湯野川:だから、当社は、顧客である学校や塾のオペレーションには非常にこだわっています。最初は「すらら」の導入によって達成すべき目標を設定することから話を進めるようにしています。「学校が直面している課題は何ですか? 成績アップですか? 生徒募集ですか? 具体的に英数国のいずれの教科の成績を上げたいのですか? 英語なら、成績アップのKPI(重要評価指標)は何にしますか? 英検の合格率ですか? だとすれば、1年後にその合格率をいくらまで上げることをコミットしましょう。そのうえで、『すらら』を使ってこのようなスケジュールで進めていき、進捗管理はこういった方法で行いましょう」といった流れで先生たちと協議していくのです。そうすることで、組織として初めて動き始めます。また、塾向けにも、保護者面談の手法や月謝の設定などに関するセミナーを実費で開催しています。

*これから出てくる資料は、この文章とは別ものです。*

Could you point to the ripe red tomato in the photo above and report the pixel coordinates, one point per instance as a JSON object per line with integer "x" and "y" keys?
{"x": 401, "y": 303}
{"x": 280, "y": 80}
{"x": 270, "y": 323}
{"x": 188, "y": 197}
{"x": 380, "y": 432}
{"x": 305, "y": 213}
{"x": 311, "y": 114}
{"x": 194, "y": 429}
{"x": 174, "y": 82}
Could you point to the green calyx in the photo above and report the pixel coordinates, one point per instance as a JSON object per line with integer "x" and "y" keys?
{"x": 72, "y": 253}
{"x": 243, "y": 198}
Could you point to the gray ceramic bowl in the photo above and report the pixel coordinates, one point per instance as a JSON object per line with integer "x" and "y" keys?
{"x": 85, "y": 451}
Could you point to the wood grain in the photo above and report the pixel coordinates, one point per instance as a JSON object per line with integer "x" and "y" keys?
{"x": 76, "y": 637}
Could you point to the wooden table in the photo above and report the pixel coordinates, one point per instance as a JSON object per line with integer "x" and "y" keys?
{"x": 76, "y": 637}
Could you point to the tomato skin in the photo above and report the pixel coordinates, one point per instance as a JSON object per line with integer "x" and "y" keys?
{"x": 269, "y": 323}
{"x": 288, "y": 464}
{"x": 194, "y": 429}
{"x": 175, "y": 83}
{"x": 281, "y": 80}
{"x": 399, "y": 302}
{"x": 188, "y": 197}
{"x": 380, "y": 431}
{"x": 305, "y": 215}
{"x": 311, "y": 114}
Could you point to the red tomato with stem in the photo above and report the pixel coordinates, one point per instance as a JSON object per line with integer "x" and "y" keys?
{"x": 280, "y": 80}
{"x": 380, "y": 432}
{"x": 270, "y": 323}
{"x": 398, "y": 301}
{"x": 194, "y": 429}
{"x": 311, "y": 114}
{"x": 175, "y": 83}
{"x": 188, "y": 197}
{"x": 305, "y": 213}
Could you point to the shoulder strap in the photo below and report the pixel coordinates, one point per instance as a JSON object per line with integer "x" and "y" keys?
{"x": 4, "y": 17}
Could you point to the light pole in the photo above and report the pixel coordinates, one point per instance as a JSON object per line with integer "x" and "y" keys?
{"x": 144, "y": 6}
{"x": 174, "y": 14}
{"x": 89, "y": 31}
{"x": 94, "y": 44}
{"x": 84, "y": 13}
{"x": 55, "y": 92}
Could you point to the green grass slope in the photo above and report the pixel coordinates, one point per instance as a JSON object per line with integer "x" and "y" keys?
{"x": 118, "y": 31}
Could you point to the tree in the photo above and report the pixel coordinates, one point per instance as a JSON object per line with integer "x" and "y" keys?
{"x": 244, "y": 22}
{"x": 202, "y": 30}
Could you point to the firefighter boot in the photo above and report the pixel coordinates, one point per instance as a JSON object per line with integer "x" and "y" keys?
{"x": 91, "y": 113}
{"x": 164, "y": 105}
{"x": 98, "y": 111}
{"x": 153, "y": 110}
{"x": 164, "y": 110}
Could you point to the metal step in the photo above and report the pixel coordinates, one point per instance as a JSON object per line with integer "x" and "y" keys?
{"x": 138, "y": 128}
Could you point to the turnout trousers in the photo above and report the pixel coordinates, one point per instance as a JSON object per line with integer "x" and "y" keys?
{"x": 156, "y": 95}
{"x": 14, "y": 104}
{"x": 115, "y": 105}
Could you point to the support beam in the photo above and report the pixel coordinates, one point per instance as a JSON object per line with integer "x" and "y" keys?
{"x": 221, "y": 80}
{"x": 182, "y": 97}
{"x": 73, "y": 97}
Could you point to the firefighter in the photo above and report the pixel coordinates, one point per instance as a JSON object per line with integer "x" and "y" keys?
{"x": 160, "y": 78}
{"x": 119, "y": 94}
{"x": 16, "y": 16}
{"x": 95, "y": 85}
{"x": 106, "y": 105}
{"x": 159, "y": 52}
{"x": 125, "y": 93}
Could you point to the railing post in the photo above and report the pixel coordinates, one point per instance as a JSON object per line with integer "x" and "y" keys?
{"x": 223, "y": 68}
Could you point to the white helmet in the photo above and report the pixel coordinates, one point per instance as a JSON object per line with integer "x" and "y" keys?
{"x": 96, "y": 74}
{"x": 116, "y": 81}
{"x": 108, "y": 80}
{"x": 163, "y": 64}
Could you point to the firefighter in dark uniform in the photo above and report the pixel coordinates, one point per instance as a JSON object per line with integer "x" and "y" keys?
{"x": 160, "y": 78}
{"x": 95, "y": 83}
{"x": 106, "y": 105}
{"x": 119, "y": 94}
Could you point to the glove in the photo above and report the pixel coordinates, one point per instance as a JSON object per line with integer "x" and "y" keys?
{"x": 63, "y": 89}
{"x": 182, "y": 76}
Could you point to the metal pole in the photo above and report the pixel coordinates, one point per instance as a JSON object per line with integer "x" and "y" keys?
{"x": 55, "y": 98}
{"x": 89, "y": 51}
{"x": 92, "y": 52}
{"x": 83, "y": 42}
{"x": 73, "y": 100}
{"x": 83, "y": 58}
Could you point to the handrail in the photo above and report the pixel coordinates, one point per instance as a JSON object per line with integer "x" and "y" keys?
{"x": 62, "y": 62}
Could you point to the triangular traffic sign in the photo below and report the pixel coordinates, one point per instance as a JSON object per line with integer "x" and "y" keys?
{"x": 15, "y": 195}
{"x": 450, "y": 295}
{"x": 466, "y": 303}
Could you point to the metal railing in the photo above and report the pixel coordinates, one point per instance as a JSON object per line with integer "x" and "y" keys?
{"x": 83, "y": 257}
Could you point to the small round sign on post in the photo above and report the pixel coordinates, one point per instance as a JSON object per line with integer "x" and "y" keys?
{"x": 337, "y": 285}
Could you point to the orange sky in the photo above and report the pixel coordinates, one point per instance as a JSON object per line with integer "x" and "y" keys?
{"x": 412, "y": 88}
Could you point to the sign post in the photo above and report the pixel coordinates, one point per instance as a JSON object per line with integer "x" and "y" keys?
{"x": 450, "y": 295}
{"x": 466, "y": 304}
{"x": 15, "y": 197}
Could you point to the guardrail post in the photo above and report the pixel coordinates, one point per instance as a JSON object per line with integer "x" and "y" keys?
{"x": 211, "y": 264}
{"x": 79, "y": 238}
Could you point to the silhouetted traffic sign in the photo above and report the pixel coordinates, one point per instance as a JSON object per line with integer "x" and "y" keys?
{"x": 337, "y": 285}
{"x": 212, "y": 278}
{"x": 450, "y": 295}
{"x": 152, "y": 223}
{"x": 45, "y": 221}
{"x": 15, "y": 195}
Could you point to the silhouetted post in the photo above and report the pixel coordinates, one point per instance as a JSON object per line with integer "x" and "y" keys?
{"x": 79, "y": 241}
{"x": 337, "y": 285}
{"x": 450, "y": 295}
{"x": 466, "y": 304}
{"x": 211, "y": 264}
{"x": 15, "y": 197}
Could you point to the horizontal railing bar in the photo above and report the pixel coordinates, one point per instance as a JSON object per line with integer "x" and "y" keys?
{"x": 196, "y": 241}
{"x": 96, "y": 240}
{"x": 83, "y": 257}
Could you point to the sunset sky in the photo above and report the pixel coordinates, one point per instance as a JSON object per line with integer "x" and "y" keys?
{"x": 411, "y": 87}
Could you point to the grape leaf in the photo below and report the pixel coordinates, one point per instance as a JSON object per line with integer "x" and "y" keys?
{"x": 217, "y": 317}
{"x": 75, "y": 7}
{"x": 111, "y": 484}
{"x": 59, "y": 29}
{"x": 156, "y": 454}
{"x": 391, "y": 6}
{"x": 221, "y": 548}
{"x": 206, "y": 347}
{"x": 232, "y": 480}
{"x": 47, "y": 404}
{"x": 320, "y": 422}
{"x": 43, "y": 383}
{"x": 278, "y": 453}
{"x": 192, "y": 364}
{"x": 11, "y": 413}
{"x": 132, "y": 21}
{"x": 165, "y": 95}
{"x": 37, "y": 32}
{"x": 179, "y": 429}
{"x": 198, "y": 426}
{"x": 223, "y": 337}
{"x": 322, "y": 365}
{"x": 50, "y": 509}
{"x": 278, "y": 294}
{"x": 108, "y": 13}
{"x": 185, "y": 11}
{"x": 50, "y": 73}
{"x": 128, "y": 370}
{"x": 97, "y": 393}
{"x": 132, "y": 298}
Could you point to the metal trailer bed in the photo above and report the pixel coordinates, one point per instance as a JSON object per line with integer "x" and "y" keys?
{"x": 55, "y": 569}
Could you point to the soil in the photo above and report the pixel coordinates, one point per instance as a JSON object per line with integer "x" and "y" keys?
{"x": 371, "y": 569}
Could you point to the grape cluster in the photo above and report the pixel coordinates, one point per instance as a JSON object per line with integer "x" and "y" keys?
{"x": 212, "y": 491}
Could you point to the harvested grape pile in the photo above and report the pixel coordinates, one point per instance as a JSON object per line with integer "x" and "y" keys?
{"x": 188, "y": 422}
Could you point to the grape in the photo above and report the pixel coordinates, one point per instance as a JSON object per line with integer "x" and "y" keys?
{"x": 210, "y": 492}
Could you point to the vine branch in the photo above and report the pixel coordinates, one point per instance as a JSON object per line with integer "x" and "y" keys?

小林:C(生徒)向けの教材開発にとどまらず、B(塾や学校)にもガイダンスを行っているということですね。非常にユニークで、これは1つの参入障壁にもなりうるものですね。いくらEdTech(エドテック)企業が優れたeラーニングの教材を投入しても、そういった面をフォローできなければ本当に受け入れられるのは難しいでしょう。
変革を迫られているローカルな中堅・大手塾へ
湯野川:そうですね。だから、最近は補習塾だけではなく、ICTを活用した変革に迫られているローカルな中堅・大手塾でも「すらら」が採用され始めています。課題はさまざまですね。「地方なので人口が少なくなっている地域の採算悪化が進んでいる」とか「講師採用が本当にできなくなってきた」とか。そこでたとえば「その地域の校舎ではアルバイト講師を用いずに『すらら』だけで指導するコンパクトな塾に業態転換しませんか? それによって、損益分岐点が○○%下がりますよ」と提案しているのです。
小林:ここ数年、御社の売上が着実に伸びてきているのも、やはり大手塾の採用が影響しているのでしょうか?
湯野川:そのとおりで、校舎数の拡大よりも1校舎当たりの生徒の増加が顕著です。生徒数の多い大手塾が採用するようになったのは大きな一因です。